HOW FAR CAN YOU CARRY THIS ? he returns on the wings of victory, and you should be joyful, and you are, but the joy of this thing inside of you has long since worn away. it is no longer a novelty, this child. it is now a concern, a what are we going to do ? he does not have the answers, and, bitterly, you wonder why you ever thought he would. the thought is gone in an instant, and you tell yourself it’s unfair to think such things of the man you love. ( it is unfair of him to leave you alone so often, but you knew what you were getting into when you signed up for this. you think. the details get fuzzier and blurrier every day. ) he is home, he is happy, this is all you wanted, this is all you asked for. you take him into your bed, you lie beneath him and grasp at the sheets and you wonder at the line between ecstasy and terror and the line between greed and selflessness and you feel HOLY FIRE spread through your veins like the light you keep dreaming is going to bleed from your every pore. you sleep beside him, and the void does not visit you. instead, it infects his bloodstream, it leaves him shaken and cold to your touch, and you comfort him, but resentment, bitter and acrid, begins to worm its way into your heart. you have endured this for months without complaint, and one nightmare sends him into a full blown panic. and now it is not your burden to bear alone, but he is not helping you carry it; he has taken it from your back and placed it upon his own spine, and it should feel good, you should feel better, but instead it just leaves you hollow and angry. ( you suppose it is in men’s nature to take. )

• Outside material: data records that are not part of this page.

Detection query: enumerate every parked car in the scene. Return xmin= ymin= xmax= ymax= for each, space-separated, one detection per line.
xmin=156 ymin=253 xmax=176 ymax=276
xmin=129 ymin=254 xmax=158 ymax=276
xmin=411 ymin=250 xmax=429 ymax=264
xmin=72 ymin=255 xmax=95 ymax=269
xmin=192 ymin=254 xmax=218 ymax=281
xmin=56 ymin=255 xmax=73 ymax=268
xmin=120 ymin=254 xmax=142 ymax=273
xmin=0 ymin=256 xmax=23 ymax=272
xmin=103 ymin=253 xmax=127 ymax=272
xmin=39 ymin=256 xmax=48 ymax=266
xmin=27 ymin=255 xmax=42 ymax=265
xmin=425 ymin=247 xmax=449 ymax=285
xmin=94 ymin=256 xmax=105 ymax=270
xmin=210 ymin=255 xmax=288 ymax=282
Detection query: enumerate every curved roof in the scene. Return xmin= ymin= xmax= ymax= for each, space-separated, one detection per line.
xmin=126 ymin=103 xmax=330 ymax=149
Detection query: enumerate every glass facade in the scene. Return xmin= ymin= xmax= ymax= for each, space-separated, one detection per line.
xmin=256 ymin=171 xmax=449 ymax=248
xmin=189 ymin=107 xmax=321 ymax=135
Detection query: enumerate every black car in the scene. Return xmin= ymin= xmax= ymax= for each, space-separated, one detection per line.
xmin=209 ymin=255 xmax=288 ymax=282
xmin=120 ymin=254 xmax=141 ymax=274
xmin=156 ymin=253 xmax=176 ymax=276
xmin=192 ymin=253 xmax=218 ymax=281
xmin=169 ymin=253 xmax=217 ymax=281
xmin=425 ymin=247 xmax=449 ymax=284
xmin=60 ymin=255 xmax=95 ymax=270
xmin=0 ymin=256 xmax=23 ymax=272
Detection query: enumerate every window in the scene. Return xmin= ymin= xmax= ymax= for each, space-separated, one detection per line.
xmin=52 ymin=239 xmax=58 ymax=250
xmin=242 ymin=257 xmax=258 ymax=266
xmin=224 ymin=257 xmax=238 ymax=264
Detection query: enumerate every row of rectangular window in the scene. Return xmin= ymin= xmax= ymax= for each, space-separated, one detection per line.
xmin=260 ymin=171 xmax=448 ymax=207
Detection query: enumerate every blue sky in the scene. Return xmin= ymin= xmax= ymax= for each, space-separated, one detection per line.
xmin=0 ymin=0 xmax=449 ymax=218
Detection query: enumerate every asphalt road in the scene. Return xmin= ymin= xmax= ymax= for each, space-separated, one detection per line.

HOW FAR CAN YOU CARRY THIS ? the blood returns within the week, staining your hands and your wrists and your forearms, until it’s creeping up your arms even in waking, spreading and spilling across your throat like someone has slit it open from ear to ear. you can’t help but feel like the void is trying to warn you of something. it hangs over your head like a swollen cloud of dread, and you scrub your hands with an obsession, but you never feel clean. your husband sleeps beside you every other night, but you cannot help but feel as though he is MILES AND MILES away from you. you wonder which is worse: to be truly alone, or to lie next to someone, to be beside them, and still be alone. the fissure inside of you is beginning to spilt apart, and you are running out of ways to keep the light inside of you. you tell yourself things will be different when the baby comes, when you step down, when the war ends. but these things are both too far away and far too close to merit real change, and so all you can do is wait, and watch your husband panic.
HOW FAR CAN YOU CARRY THIS ? the blood becomes real three days before you give birth. your name is inked into every body your husband left in the trailing wake of his own fear. when you vomit, the void whispers an apology. i tried, the shadows tell you. i tried to warn you.
HOW FAR CAN YOU CARRY THIS ? as far as i have to.
HOW FAR CAN YOU CARRY THIS ? not very far at all.